NuGen’s board is meeting today (10 September) to consider job cuts on its troubled project to build a new nuclear plant in Cumbria.

The board of the company, which is backed by Toshiba, is expected to consider the outcome of a consultation exercise on jobs reduction launched at the end of July.

The Times reported on Saturday that NuGen is considering cutting up to 50 jobs, which equates to about half of its workforce.

NuGen revealed last month that it had embarked on the consultation exercise with staff after its Japanese multi-national backer failed to find a buyer for its stake in the project to build a 3GW station at Moorside in coastal Cumbria.

Toshiba withdrew preferred bidder status from South Korean utility Kepco in July although the Korean utility is still one of the options being considered for its stake in Moorside, which could generate around 7 per cent of the UK’s total electricity needs.

A NuGen spokesperson said: “There have been meetings of various configurations for some time and they continue. Although Kepco are no longer Toshiba’s preferred bidder they are nevertheless at an advanced stage of discussions.”

Toshiba decided last year to quit the project after suffering massive losses due to cost over-runs on new build nuclear projects in the USA. French owned Engie, which had been its partner on Moorside, had already withdrawn from the project.

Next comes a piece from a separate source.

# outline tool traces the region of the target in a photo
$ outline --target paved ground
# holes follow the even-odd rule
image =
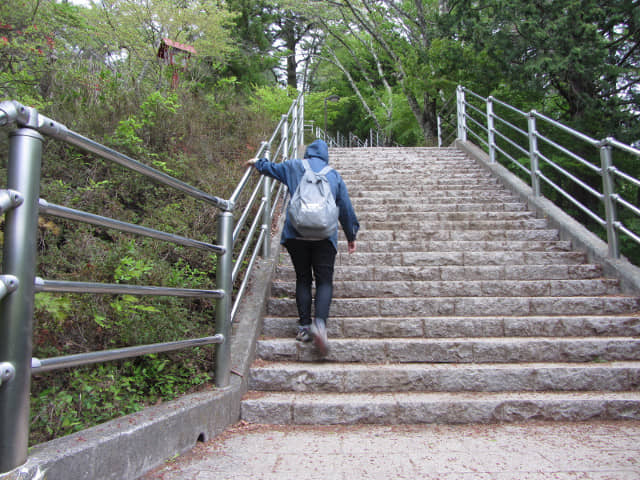
[[[640,422],[238,424],[144,480],[640,479]]]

The GMB union has called for the government to rescue the project by re-constituting the Nuclear Decommissioning Authority (NDA) as an agency to take over the project on behalf of the government.

Justin Bowden, of the GMB, said: “The lessons from the collapse of Toshiba should have been well and truly learned long ago: relying on foreign companies and countries for our essential energy needs is utterly irresponsible.

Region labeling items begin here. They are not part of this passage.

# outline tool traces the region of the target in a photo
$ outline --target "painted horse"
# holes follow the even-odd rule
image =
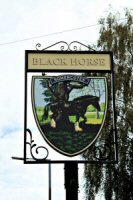
[[[44,108],[44,119],[47,119],[49,116],[49,111],[52,111],[53,114],[51,118],[51,126],[56,128],[57,121],[60,123],[68,123],[69,116],[75,115],[75,131],[80,132],[82,131],[82,128],[79,126],[79,119],[82,117],[86,122],[85,113],[89,105],[94,106],[98,111],[101,110],[99,97],[92,95],[77,97],[73,101],[68,102],[59,101],[55,103],[49,103]]]

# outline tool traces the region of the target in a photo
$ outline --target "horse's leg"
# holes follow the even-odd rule
[[[74,128],[75,128],[76,132],[82,132],[83,131],[83,129],[80,128],[80,126],[79,126],[79,118],[80,118],[79,116],[78,117],[76,116],[76,122],[74,124]]]
[[[52,128],[56,128],[56,122],[55,122],[54,118],[51,119],[50,126]]]
[[[52,128],[56,128],[56,121],[55,121],[55,116],[53,115],[50,121],[50,126]]]

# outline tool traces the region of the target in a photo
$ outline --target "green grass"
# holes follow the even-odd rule
[[[43,107],[37,107],[36,108],[37,118],[40,124],[49,124],[50,123],[50,117],[47,120],[44,120],[43,114],[44,114],[44,108]],[[101,124],[104,113],[100,112],[100,119],[97,119],[97,113],[94,112],[86,112],[85,116],[87,118],[86,124]],[[73,123],[76,121],[76,116],[69,116],[69,120]],[[80,118],[80,122],[83,121],[83,118]]]

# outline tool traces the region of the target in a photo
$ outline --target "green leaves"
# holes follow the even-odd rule
[[[124,17],[109,13],[99,24],[97,47],[114,54],[119,163],[99,167],[98,174],[96,165],[85,168],[86,199],[94,199],[92,191],[101,186],[106,200],[133,199],[133,13],[127,9]]]

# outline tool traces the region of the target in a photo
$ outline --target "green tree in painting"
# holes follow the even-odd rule
[[[97,44],[98,50],[114,54],[119,161],[85,166],[87,200],[95,199],[98,191],[106,200],[133,199],[133,13],[124,13],[109,13],[99,21]]]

“The NDA must be re-tasked and renamed as the Nuclear Development Authority to take over NuGen and develop a new nuclear power station at Moorside.

“As well as eradicating the uncertainty, by the government taking a stake and taking control at Moorside, the price to consumers will be greatly reduced making good all round sense, not just the obvious benefits to bill payers but because the government is ‘the lender of last resort’ when it comes to guaranteeing the country’s energy supply and so direct public funding of the construction does away with the nonsensical pretence that this is some other country or company’s responsibility.

“It’s time to say ‘enough is enough’.

“The NDA needs to be scrapped as it currently exists and a Nuclear Development Agency created to make sure Moorside and the accompanying creation of thousands of new jobs and apprenticeships, goes ahead.”